Passa la nave mia colma d’oblio
per aspro mare, a mezza notte il verno,
enfra Scilla et Caribdi; et al governo
siede ’l signore, anzi ’l nimico mio.
A ciascun remo un penser pronto et rio
che la tempesta e ’l fin par ch’abbi a scherno;
la vela rompe un vento humido eterno
di sospir’, di speranze, et di desio.
Pioggia di lagrimar, nebbia di sdegni
bagna et rallenta le già stanche sarte,
che son d’error con ignorantia attorto.
Celansi i duo mei dolci usati segni;
morta fra l’onde è la ragion et l’arte,
tal ch’incomincio a desperar del porto.
My ship, full of oblivion, sails
on a bitter sea, at winter’s midnight,
between Scylla and Charybdis: at the helm
sits that Lord, or rather my enemy.
At each oar there’s a cruel eager thought,
that scorns the tempest and its end:
the sail’s torn by an eternal moist wind
of sighs, of hopes, and of desire.
A rain of tears, a mist of disdain
drench and slacken the already tired shrouds,
woven from error and ignorance.
My two usual guiding lights are so hidden:
reason and art so drowned by the waves,
that I begin to despair of finding harbour.

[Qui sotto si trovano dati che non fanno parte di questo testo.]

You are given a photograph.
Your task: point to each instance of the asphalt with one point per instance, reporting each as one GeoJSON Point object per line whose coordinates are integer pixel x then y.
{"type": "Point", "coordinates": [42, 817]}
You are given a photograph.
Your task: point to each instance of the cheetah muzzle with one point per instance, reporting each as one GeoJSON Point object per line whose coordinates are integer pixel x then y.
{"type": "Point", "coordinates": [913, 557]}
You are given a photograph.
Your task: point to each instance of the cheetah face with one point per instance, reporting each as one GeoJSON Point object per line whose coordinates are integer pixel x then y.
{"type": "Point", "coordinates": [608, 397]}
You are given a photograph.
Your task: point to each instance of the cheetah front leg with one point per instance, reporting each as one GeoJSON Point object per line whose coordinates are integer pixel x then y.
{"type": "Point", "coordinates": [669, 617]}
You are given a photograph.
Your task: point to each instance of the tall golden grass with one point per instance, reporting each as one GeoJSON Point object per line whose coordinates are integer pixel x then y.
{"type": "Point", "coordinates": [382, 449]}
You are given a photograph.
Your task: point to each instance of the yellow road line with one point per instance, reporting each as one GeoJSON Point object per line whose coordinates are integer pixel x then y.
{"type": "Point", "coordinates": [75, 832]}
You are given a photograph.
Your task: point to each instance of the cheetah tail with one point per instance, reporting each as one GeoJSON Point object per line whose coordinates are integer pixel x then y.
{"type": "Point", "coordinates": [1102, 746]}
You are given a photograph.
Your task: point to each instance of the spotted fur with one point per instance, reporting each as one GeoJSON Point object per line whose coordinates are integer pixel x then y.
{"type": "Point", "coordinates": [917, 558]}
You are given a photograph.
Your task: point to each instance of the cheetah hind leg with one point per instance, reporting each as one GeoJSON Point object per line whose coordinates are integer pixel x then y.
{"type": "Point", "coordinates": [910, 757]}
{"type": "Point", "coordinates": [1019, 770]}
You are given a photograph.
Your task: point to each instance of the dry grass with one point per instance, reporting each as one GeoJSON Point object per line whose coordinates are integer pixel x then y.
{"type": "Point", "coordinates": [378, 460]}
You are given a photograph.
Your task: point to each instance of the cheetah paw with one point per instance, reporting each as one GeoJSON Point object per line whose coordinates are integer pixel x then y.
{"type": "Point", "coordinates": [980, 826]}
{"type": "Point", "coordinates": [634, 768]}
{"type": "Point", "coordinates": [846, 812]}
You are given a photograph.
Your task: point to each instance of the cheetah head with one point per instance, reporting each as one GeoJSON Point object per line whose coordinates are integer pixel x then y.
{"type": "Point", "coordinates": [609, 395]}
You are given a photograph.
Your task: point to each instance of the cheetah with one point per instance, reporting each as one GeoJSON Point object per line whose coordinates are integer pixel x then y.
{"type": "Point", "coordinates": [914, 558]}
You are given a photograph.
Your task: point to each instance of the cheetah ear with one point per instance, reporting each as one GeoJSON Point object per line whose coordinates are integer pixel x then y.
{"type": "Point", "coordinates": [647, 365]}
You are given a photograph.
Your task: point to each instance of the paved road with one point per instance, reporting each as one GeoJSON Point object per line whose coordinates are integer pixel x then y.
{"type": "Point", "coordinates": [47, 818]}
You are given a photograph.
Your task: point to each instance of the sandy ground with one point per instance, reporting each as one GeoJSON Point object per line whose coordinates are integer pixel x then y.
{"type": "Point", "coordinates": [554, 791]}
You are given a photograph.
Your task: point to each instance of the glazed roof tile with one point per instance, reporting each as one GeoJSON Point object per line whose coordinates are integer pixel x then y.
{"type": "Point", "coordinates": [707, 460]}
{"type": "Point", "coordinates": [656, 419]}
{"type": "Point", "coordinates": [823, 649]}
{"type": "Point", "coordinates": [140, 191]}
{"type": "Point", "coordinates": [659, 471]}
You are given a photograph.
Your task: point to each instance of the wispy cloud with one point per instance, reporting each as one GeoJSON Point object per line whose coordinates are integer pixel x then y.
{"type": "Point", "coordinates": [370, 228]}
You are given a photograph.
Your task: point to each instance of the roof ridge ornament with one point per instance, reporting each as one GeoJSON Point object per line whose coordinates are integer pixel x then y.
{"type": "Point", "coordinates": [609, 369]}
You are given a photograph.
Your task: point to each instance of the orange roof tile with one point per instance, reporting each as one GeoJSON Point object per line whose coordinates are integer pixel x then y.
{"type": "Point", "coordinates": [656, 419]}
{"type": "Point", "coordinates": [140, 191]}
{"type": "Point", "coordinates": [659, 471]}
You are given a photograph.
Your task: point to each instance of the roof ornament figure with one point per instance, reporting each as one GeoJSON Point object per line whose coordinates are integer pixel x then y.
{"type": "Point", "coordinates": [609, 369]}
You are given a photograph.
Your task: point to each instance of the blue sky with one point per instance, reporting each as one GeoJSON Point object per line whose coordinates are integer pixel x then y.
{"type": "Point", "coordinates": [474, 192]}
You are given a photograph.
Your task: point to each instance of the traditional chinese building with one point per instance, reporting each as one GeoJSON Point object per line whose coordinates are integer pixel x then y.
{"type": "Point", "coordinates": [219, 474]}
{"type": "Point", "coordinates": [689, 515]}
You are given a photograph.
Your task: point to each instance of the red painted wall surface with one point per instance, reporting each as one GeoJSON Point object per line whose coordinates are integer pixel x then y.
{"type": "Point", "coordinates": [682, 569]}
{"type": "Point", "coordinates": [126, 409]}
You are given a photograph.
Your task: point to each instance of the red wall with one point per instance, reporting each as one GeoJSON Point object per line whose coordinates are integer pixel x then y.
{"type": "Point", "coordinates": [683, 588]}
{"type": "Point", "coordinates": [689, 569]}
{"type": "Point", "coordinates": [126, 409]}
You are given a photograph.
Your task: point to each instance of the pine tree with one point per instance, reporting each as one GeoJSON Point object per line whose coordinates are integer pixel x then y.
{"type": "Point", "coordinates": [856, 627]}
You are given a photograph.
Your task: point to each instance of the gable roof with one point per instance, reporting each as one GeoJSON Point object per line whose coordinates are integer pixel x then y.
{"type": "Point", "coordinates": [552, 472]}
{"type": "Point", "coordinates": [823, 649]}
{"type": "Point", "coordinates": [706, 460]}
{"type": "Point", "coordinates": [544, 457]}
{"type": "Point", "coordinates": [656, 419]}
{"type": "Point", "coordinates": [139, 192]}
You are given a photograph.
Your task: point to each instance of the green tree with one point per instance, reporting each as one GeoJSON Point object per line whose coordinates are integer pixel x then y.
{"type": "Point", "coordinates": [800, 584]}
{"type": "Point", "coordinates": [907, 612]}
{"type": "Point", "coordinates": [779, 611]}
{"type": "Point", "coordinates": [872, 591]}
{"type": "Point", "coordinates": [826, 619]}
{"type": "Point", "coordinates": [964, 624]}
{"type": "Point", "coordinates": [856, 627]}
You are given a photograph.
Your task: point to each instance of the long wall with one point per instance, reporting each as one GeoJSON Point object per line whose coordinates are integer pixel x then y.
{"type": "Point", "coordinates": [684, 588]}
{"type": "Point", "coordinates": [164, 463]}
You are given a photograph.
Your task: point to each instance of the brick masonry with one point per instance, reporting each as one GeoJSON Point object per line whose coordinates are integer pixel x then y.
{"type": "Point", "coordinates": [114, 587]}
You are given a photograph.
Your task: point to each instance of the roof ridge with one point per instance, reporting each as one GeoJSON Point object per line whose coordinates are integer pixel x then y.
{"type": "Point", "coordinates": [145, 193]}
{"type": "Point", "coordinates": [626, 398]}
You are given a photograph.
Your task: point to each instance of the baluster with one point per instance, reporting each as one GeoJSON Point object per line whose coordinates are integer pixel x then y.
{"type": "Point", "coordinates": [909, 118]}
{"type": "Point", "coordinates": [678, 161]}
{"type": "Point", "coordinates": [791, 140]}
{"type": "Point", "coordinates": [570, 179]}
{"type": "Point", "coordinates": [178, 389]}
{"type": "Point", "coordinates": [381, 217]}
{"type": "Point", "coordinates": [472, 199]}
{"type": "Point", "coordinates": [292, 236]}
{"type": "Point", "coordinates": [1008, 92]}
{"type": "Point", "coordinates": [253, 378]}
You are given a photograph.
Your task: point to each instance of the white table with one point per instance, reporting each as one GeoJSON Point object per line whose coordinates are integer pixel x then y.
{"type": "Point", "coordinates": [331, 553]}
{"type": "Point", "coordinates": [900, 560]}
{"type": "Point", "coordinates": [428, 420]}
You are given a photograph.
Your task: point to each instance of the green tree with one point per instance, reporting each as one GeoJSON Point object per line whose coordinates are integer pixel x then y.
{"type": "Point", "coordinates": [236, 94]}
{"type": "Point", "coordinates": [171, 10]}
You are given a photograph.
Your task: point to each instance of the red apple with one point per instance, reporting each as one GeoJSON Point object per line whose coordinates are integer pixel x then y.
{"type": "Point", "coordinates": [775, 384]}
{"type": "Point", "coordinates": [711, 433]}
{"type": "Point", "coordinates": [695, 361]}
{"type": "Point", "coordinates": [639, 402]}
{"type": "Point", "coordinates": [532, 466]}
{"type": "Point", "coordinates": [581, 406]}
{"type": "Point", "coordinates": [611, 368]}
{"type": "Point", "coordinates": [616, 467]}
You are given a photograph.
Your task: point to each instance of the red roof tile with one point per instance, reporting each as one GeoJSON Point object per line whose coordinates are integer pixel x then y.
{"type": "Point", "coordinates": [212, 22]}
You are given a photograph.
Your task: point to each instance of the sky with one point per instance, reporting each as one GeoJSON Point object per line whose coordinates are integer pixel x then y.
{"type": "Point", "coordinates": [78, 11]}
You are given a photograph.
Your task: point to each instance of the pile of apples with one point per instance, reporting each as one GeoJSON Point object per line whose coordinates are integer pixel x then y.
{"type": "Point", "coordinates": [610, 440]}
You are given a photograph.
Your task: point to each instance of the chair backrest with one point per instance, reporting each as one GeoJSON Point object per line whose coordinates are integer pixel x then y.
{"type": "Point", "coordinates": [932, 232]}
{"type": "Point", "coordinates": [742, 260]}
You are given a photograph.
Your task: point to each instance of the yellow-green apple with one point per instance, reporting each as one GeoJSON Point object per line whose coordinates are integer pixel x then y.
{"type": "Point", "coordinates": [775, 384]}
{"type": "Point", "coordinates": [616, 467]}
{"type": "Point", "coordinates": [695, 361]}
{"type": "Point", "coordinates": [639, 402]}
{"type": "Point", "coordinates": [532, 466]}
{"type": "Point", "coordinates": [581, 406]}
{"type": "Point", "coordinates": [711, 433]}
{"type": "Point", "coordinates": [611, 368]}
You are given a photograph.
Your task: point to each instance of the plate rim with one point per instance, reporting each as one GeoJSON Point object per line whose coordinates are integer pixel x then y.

http://www.theserendipityperiodical.it/2018/05/15/il-sonetto-influenze-da-petrarca-a-shakespeare/
"Quello che risulta curioso dell’influenza di Petrarca sul poeta elisabettiano è il lungo giro che permise la diffusione del genere sul suolo britannico e portò alla nascita di una delle opere più studiate in lingua inglese, i sonetti shakespeariani. Hyland [3] fa notare come il bardo iniziò a scrivere tali composizioni negli anni 90 del XVI secolo dando un importante contributo a una forma che esisteva in quel contesto da poco più di cinquant’anni. Quasi sicuramente l’elisabettiano non lesse mai l’opera in italiano e forse non conobbe mai l’origine di questa forma che gli assicurò una larga fortuna. Infatti, colui che importò il sonetto nella prima metà del ‘500 fu il diplomatico Sir Thomas Wyatt a cui si deve l’introduzione del distico finale rimato che cambia la struttura del sonetto, “making it tends towars a neat conclusion in the final two lines”. .... "
Non escludo che il Bardo abbia letto Petrarca in Italiano.
Shall I compare thee to a summer’s day?
Thou art more lovely and more temperate:
Rough winds do shake the darling buds of May,
And summer’s lease hath all too short a date:
Sometime too hot the eye of heaven shines,
And often is his gold complexion dimm’d;
And every fair from fair sometime declines,
By chance or nature’s changing course untrimm’d;
But thy eternal summer shall not fade
Nor lose possession of that fair thou owest;
Nor shall Death brag thou wander’st in his shade,
When in eternal lines to time thou growest:
So long as men can breathe or eyes can see,
So long lives this and this gives life to thee.
Dovrei paragonarti a un giorno d'Estate?
Tu sei più amabile e più tranquillo.
Impetuosi venti scuotono le tenere gemme di Maggio,
E il corso dell'estate ha fin troppo presto una fine.
Talvolta troppo caldo splende l'occhio del cielo,
E spesso la sua pelle dorata s'oscura;
Ed ogni cosa bella la bellezza talora declina,
spogliata per caso o per il mutevole corso della natura.
Ma la tua eterna estate non dovrà svanire,
Né perder la bellezza che possiedi,
Né dovrà la morte farsi vanto che tu vaghi nella sua ombra,
Quando in eterni versi nel tempo tu crescerai:
Finché uomini respireranno o occhi potran vedere,
Queste parole vivranno, e daranno vita a te.